MEDAL OF HONOR: Awarded to John Hawk.
Media are full of Veterans Day
statements and tributes today. A coincidental article
It was the obituary for John Hawk
of Bremerton, Wash.,
who was awarded the Medal of Honor
for uncommon valor during the Allied slog through Normandy. While wounded, he served as a human guidepost for artillery fire to take out German tanks. He was credited with a critical role in preventing a German breakout from the Falaise pocket and the capture of 500 German troops. He was wounded three more times before the war ended. Said the New York Times obituary:
Mr. Hawk had been in so many firefights that when he was told he would receive the Medal of Honor, the military’s highest award for valor, he had no idea why.
“I am a common man who did the best I could in the time and place I found myself,” he told The Chicago Tribune at a gathering of Medal of Honor recipients in Chicago in 1990.
“I was home on R and R and had been wounded four different times when I got a phone call saying they were considering me for the Medal of Honor. I said, ‘Medal of Honor? For when? For what day? What place? What time? Are you sure you mean me?’ You see, none of us consider ourselves heroes.”

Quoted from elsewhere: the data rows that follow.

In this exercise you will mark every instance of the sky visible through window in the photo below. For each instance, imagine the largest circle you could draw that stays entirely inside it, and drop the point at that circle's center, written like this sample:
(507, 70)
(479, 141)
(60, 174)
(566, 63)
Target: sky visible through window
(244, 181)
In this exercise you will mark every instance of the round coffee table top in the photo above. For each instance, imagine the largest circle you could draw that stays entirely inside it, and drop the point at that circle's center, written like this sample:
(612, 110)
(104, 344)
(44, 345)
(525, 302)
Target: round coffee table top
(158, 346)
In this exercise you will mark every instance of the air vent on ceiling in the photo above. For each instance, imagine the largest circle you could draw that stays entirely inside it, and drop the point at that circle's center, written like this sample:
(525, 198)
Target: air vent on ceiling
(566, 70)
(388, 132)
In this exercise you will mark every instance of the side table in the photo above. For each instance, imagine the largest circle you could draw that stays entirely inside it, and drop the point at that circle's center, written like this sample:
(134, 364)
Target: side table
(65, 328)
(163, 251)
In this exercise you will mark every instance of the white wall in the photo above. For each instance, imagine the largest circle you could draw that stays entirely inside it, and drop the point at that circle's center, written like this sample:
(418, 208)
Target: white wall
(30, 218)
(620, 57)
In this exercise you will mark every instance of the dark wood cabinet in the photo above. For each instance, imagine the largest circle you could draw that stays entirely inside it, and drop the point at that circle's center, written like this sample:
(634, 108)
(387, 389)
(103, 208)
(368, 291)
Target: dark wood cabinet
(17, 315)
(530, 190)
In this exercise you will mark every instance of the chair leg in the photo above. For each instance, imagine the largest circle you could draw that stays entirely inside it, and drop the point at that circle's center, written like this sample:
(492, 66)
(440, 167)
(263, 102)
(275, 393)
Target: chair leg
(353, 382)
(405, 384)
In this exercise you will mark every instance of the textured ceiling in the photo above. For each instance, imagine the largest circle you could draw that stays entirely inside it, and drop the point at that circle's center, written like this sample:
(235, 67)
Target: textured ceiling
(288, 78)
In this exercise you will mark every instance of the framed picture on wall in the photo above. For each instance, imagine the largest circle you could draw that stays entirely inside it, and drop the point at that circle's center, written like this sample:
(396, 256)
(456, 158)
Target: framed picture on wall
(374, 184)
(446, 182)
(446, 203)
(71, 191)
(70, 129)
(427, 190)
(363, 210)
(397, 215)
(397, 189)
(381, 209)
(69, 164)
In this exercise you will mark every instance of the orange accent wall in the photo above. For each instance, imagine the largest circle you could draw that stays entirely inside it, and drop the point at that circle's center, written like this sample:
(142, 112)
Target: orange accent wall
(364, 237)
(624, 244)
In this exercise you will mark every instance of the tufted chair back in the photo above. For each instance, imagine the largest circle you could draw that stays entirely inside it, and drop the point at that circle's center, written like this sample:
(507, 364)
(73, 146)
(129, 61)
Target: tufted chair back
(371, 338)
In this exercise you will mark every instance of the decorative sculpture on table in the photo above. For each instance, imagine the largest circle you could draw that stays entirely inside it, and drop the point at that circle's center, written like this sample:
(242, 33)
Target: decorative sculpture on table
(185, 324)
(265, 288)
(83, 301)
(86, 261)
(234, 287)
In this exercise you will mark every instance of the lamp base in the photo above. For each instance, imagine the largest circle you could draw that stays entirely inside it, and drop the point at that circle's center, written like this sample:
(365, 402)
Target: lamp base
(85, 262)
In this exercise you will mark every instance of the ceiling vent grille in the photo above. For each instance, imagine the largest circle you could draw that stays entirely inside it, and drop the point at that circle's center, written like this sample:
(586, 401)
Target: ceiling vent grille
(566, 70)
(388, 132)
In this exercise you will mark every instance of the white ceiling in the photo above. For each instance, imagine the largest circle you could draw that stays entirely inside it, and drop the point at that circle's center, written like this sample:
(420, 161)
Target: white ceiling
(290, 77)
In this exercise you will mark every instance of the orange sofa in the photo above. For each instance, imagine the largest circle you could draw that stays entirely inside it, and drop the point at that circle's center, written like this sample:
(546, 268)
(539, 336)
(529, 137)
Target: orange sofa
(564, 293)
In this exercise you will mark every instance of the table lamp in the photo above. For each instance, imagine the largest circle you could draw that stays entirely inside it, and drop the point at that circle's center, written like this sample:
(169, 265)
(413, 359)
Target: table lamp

Hawk became an elementary school principal. It wouldn't surprise me to learn that generations of students and parents knew little of his wartime exploits. I was a member of the post-war baby boom and grew up in a neighborhood with kids in every house and war veterans at the head of seemingly every one of them. Both my parents served with the Army overseas in World War II. There were heroes and commandoes and stateside desk jockeys of every description in Our Town. But typical, I think, was the father of one of my best friends. Until he died and a full obituary appeared in the local paper, I didn't know he was a paratrooper and battalion commander with a Purple Heart and Silver Stars whose battle record included North Africa, Sicily, Normandy, Holland and the final push into Germany. To me, he was a lawyer and a dad.
The universality of service, in a way, made it common and almost unremarkable among the men and women resuming civilian lives. This didn't diminish the appreciation of their military service or reduce the awe at the exploits of the uncommon among them. I still recall the reverent annual service at my high school, an age not much given to reverence, before the memorial with the chiseled names of alumni who had fallen in World War II. But I sometimes wonder if we've ratcheted up our Veterans Day statements and observances in part because of guilt that so many fewer — volunteers all — are doing the work for so many. I wonder how the volunteer service affects our feelings about decisions to commit them to battle. And I wonder, too, how carefully we consider if we've honored them enough — through medical care, readjustment to stateside life and other help — on the other 364 days in the year.